Heiseres Wolfsgeheul

Ein Ausflug ins Reich der Gruselgeschichten gefällig? Ein entlegenes Bergdorf mit einer Täufergemeinschaft, umgeben von Wölfen und dunklen Wäldern lässt immer wieder aufhorchen, da in der Gegend Frauen und Mädchen spurlos verschwinden. So erdacht von Vera Buck in ihrem Roman „Wolfs­kinder“. Das brodelt und blubbert eine Zeit dahin, bis eine junge Lehrerin aus der Stadt die Kinder im Tal unterrichten soll und hier einiges aufmischt. Hinzu kommt die Journalistin Smilla, die in ihrer Jugend in dieser Gegend eine Freundin plötzlich verlor, bis heute gilt sie als vermisst, und so ganz nebenbei zieht es Rebekka, ein Mädchen aus dem Bergdorf, eher in die Stadt, diese ist bei den Bergmenschen jedoch verschrien. Die Weichen sind gestellt und der Leser wartet nur darauf, bis endlich der Berg, oder was dahintersteckt, nach seinem nächsten Opfer verlangt. Dann passiert es und das gleich im Doppelschlag, doch beim Leser löst es nicht den erwünschten Adrenalinschub aus. Wie das? Die Autorin hat sich angestrengt und Literatur ist bekanntlich Geschmacksache, das ist beim Thriller nicht anders.
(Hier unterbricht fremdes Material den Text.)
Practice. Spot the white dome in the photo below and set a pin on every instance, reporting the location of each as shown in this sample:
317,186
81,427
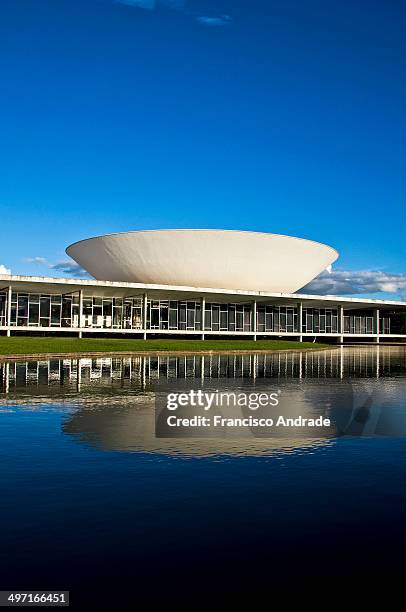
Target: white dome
221,259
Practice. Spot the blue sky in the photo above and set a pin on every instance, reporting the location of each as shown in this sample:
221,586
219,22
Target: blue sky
286,117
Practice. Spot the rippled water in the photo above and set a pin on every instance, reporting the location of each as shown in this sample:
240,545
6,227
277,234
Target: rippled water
92,500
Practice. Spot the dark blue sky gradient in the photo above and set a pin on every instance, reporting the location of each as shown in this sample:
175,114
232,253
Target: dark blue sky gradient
289,118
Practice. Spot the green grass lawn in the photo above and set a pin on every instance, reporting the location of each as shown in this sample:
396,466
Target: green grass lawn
23,345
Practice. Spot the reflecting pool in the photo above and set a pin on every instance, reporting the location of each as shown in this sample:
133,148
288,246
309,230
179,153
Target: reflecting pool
93,502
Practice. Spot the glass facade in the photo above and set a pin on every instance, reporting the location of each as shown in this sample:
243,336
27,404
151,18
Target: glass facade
320,320
100,312
112,313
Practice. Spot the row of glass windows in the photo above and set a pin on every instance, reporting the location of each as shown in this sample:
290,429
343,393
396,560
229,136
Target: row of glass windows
114,313
359,324
39,310
277,319
320,321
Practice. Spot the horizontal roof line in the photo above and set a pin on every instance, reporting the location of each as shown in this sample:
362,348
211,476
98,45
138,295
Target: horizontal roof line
74,282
Es gibt jedoch Merkmale, warum eine Geschichte den erwünschten Sog entwickelt oder nicht. Bei „Wolfskinder“ sind einmal zu viele Charaktere am Werken. Auch bleibt man strukturell unklar: Beispielsweise, wenn Situationen gedoppelt werden. Warum verschwinden hier zwei Damen parallel? Hinzu kommt Unglaubwürdiges, gerade als Lehrer recherchiert man, wenn man in die Berge versetzt wird, was dort Sache ist und wird nicht quasi von jedem Unwetter überrascht. Dann geht es plötzlich um das deutsche Schulsystem, das gleicht einem Unterhaltungstod, abgesehen von der bösen Internet-Antenne am Berggipfel. Ein Thriller muss sehr bald ein Selbstläufer sein und ganz bewusst mit den Ängsten der Leser spielen. Schlag nach bei den üblichen Verdächtigen, die machen das seit 50 Jahren richtig.